I have an URL of the form "http://localhost/path/file.html"
The file name contains special national german characters. I URLEncode the file name in my Java app using UTF-8.
When I try to read the URL in browsers I get web server errors 404/500...
Is there a misconfiguration of the Apache Server on my Windows 7 system ?
Thanks for any help/hint/solution.
lucy24
11:13 pm on Dec 11, 2011 (gmt 0)
You're not giving an awful lot of information. Do you mean that you're sending a non-ASCII file name out into the world and expecting it to be disencoded correctly by all browsers, and all servers in transit?
I realize this isn't answering your question, but personally I wouldn't do it. And that's speaking as someone who spends a lot of time with non-Roman scripts. You can use anything you like for your page titles, so long as you've remembered to declare the charset before the title header. But it really is safer to keep all links-- including page-internal fragments-- in plain ASCII. a-z, 0-9, lowline, hyphen. In the case of German, you're just talking about ae, oe, ue and possibly ss.
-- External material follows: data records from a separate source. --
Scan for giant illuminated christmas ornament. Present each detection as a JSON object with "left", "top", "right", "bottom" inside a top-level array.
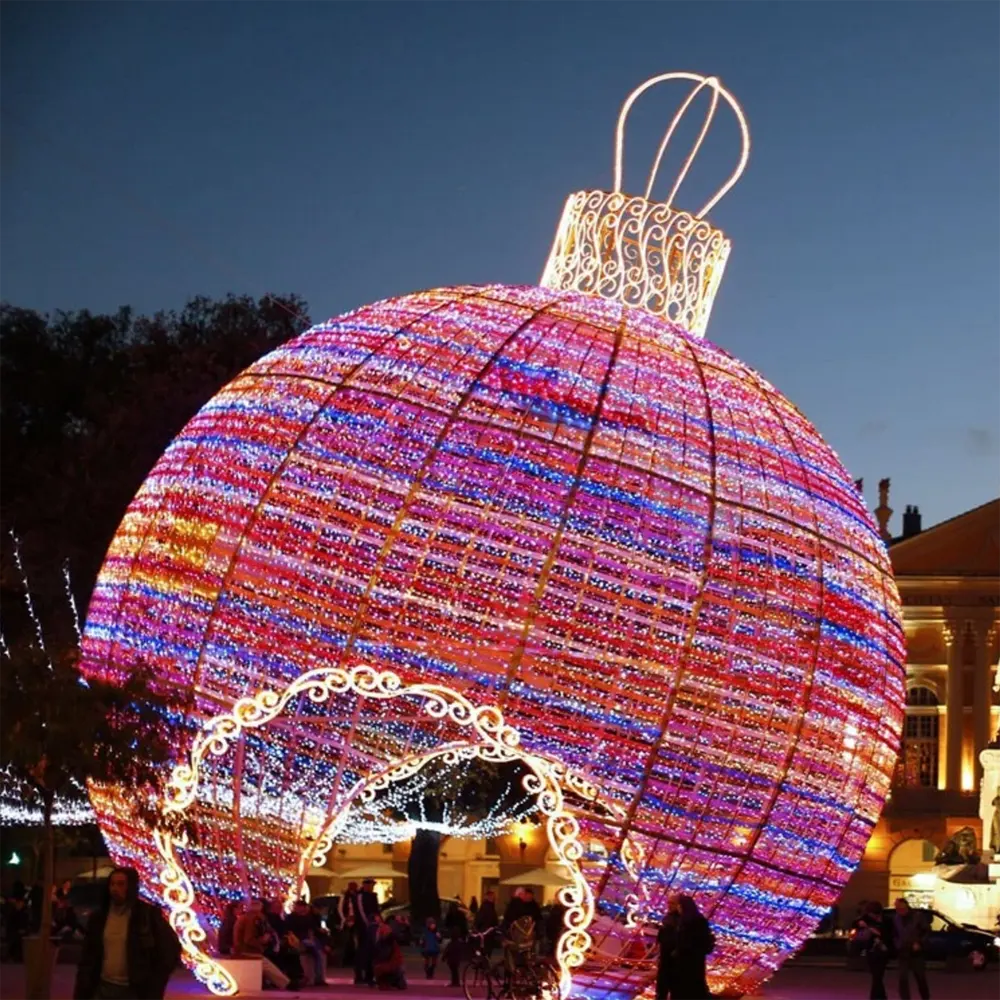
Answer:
[{"left": 81, "top": 73, "right": 905, "bottom": 998}]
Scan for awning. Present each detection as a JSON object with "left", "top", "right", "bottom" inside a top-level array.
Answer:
[
  {"left": 335, "top": 863, "right": 408, "bottom": 880},
  {"left": 500, "top": 866, "right": 572, "bottom": 887}
]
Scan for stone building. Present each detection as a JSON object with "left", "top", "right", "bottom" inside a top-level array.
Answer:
[
  {"left": 305, "top": 821, "right": 558, "bottom": 908},
  {"left": 841, "top": 490, "right": 1000, "bottom": 916}
]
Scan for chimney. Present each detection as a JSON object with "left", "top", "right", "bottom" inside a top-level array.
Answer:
[
  {"left": 902, "top": 505, "right": 922, "bottom": 539},
  {"left": 874, "top": 478, "right": 893, "bottom": 542}
]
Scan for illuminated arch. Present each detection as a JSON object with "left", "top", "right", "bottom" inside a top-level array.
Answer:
[{"left": 152, "top": 665, "right": 654, "bottom": 997}]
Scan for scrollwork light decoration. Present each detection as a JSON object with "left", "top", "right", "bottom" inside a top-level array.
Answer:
[
  {"left": 82, "top": 70, "right": 905, "bottom": 1000},
  {"left": 152, "top": 668, "right": 604, "bottom": 997},
  {"left": 542, "top": 72, "right": 749, "bottom": 335}
]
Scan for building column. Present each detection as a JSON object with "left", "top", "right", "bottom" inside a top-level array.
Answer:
[
  {"left": 973, "top": 624, "right": 993, "bottom": 783},
  {"left": 944, "top": 622, "right": 963, "bottom": 792}
]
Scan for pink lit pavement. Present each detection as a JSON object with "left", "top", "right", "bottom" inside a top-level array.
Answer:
[{"left": 1, "top": 959, "right": 997, "bottom": 1000}]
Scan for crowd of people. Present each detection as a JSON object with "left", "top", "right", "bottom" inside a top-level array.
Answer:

That shouldn't bother your readers.
wktecht
5:09 pm on Dec 12, 2011 (gmt 0)
Do you mean that you're sending a non-ASCII file name out into the world and expecting it to be disencoded correctly by all browsers, and all servers in transit?
No. My problem is with the LOCALHOST - means that I try to get the html file via the Apache web server on my machine. The html file is not in the www but on my local machine in the DocumentRoot directory. If the html file name contains only ASCII chars the browser shows the content correctly - no read error.